Does the atmosphere depth (or how high the air molecules from the ground) of Earth or Mars differ gradually or can there be plumes of atmosphere that reaches into space? If I were able to travel a perfect circle around the equator would the atmosphere differ in elevation?

• do you mean variance of atmospheric density with altitude? It's not clear what you are asking. – farrenthorpe Nov 20 '16 at 3:48
• I think they are asking whether the height, and density gradient, of a planet's atmosphere is constant (ish) all over or whether the atmosphere may reach much higher in some places than others. I think the earth / Mars thing is a red herring.
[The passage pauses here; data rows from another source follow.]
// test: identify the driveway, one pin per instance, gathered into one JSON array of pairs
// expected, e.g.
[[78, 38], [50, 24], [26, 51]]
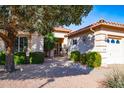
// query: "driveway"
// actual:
[[54, 73]]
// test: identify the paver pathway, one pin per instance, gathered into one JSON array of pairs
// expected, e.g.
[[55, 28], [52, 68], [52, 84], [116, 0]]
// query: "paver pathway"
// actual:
[[57, 73]]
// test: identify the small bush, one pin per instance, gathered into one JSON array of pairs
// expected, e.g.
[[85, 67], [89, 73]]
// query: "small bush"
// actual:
[[114, 79], [2, 58], [20, 58], [83, 59], [36, 57], [93, 59], [75, 56]]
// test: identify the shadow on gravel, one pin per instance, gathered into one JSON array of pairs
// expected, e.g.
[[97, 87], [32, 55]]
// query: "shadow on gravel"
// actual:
[[50, 69]]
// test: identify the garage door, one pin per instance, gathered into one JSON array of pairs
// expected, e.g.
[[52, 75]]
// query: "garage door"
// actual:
[[115, 51]]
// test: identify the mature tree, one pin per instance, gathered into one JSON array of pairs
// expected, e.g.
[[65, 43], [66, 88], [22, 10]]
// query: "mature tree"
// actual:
[[35, 18]]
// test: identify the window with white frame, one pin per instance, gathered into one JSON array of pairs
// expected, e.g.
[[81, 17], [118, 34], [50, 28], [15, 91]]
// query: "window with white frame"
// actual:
[[21, 43]]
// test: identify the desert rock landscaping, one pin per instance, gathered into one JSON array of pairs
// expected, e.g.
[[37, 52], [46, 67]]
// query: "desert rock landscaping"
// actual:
[[57, 73]]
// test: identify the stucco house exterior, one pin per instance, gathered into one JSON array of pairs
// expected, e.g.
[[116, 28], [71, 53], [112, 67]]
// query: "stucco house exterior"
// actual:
[[35, 41], [107, 38], [104, 37]]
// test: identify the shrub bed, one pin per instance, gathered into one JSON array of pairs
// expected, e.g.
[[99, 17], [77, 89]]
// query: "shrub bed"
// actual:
[[36, 57], [115, 79], [20, 58], [75, 56]]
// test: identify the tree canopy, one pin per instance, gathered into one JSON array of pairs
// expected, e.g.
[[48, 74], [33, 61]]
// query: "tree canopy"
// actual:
[[35, 18]]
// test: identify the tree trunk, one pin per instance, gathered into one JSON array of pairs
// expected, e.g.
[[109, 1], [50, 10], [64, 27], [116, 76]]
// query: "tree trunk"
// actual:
[[9, 66]]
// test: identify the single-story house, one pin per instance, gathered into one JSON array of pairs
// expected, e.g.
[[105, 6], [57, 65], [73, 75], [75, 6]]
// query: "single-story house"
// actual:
[[107, 38], [35, 42]]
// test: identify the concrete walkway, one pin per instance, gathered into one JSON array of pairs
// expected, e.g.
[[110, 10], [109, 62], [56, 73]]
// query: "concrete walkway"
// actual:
[[54, 73]]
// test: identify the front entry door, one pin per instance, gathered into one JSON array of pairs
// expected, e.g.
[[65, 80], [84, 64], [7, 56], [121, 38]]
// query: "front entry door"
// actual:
[[58, 49]]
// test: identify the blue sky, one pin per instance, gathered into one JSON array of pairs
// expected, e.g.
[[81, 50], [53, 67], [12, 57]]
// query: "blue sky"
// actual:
[[114, 13]]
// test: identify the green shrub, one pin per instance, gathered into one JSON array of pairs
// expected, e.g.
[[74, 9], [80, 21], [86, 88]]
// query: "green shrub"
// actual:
[[93, 59], [2, 58], [115, 79], [83, 59], [75, 56], [20, 58], [36, 57]]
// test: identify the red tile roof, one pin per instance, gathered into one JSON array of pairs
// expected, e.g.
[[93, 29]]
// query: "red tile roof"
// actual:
[[61, 29], [97, 24]]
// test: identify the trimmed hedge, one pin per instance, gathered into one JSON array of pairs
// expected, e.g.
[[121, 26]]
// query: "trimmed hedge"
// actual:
[[2, 58], [20, 58], [93, 59], [83, 59], [36, 57], [75, 56]]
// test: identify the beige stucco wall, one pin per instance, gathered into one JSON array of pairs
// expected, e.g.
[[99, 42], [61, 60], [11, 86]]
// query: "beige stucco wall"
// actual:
[[111, 53], [37, 42]]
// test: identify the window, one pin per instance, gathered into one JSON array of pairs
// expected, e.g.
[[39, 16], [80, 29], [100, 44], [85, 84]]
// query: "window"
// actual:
[[74, 42], [20, 44], [117, 42], [107, 40], [112, 41]]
But I'm not sufficiently confident that this is the intent to edit the question. @muze, could you clarify please? – Semidiurnal Simon Nov 22 '16 at 8:26
• @SimonW if i were able to travel a perfect circle around the equator would the atmosphere differ in elevation? – Muze Nov 22 '16 at 21:13
• @Muze: You might this question & answer, posted on SE Space Exploration relevant to your question: Is there a calculation for determining the thickness of a planet's atmosphere? – Fred Nov 23 '16 at 1:45

Mathematically, this can be described by $$\frac{dP}{dr}=-\rho g$$ where P is the pressure, $\rho$ is the density, and $g$ is gravity. Using the Ideal Gas Law $$P=\rho R T$$, where $T$ is temperature and $R$ is the gas constant for air. Assuming that the temperature in the height of a column of the atmosphere is averaged ($\bar{T}$) an equation for the average height of the atmosphere can be found $$P(r,\phi,\lambda)=P_0(\phi,\lambda)exp(-\frac{(r-r_0)g}{R\bar{T}(\phi,\lambda)})=P_0(\phi,\lambda)exp(-\frac{gz}{R\bar{T}(\phi,\lambda)})$$ where $r_0$ is the radius of the earth,$P_0$ is the surface pressure, $r=z+r_0$, where $z$ is the height above the earth's surface, $\phi$ is the latitude, and $\lambda$ is the longitude.